First time home buyers often have a daunting and scary task in front of them. That is why it is important to do your research and understand the true costs of ownership before you take the plunge.
If you’re ready to jump into the housing market, there are a few things to think about before you fall in love with the house of your dreams:
Check your credit – Credit scores have a major impact on the amount of money a lender will be willing to give you, and at what interest rate. Before you even begin the house hunting process, get copies of your credit reports. If your scores are low or your report contains inaccurate information, take the time to correct errors and repair your credit.
Learn to budget – Buying a home is the biggest financial decision you will probably make. Sit down with your budget and figure out how you’re going to comfortably carry a mortgage and still live the life you want. Don’t forget to leave yourself a little wiggle room.
Research the true costs – There is a lot more to owning a home than paying your mortgage and calling the place your own. Assess all of your monthly costs; including mortgage payment, property taxes, insurance, utilities and potential condo fees. Add these to your monthly budget.
Pre-approval – It’s a good idea to understand how much you can spend before you start looking for your first home. Speaking to your lender or mortgage broker about a pre-approval will give you a better idea of how much mortgage you qualify for.
Buy what you can afford – However, just because the bank pre-approved you for a substantial mortgage doesn’t mean you can actually afford it. In fact, lenders will often pre-approve you for far more than you need or want. Again, take a look at your budget. Looking at the true costs of homeownership and the lifestyle you want to live will give you a better idea of the monthly payment you can realistically afford.

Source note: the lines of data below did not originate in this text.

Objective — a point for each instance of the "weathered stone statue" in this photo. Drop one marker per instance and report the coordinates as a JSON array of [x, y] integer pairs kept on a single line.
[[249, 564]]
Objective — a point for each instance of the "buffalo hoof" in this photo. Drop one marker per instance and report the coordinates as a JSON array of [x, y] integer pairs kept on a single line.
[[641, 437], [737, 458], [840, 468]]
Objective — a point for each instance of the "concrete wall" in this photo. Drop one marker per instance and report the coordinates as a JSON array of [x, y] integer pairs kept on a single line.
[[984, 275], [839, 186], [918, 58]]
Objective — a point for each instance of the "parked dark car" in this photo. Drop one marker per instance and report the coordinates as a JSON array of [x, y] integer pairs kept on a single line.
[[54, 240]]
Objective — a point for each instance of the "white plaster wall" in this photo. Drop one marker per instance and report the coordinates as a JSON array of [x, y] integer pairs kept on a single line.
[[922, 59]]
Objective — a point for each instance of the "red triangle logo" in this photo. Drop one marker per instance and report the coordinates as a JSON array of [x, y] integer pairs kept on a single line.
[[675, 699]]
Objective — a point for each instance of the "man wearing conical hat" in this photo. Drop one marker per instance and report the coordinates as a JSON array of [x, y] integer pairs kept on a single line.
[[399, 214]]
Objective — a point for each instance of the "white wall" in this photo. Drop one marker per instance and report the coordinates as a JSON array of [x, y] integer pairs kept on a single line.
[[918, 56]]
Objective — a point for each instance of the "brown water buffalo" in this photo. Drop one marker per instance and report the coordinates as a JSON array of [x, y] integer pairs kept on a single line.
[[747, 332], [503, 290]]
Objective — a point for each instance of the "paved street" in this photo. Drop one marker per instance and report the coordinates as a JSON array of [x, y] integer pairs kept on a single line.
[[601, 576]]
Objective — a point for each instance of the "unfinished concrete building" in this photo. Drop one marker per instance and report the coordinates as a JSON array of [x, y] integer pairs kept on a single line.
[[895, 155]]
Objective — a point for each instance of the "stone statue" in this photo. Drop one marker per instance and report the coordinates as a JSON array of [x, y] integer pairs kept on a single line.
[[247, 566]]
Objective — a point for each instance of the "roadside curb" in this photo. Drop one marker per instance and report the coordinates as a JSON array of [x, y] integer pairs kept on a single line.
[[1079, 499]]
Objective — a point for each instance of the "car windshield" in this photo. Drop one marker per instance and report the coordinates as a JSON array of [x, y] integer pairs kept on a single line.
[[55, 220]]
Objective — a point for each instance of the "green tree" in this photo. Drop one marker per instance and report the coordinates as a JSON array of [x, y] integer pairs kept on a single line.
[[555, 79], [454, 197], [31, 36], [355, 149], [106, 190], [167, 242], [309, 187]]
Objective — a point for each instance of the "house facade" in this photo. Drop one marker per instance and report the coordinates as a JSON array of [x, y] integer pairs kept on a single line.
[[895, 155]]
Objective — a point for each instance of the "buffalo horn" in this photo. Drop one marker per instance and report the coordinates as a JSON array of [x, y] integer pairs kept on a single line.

Put 20% down – Saving enough money to make a down payment of 20 per cent or more will result in huge savings over the term of your mortgage. Simply put, a larger down payment results in lower mortgage payments and greater savings on the total interest paid. Anything under 20 per cent is considered high risk and will require you to obtain mortgage insurance, resulting in an added monthly cost.
Get your house in order – In addition to the monthly costs associated with home ownership, you also need to be prepared for the hidden costs of buying your first home. Before you make an offer, be sure to have enough money set aside to cover your closing fees, lawyer’s costs, home inspection, utility hook-ups, renovations fees, land transfer taxes and home furnishings.
Save for a rainy day – Finally, be prepared for the ongoing and unexpected costs of home ownership. These include maintenance fees, repairs and replacement costs. By setting up an emergency fund you can create a financial buffer in case a leaky roof or broken water heater catches you off guard.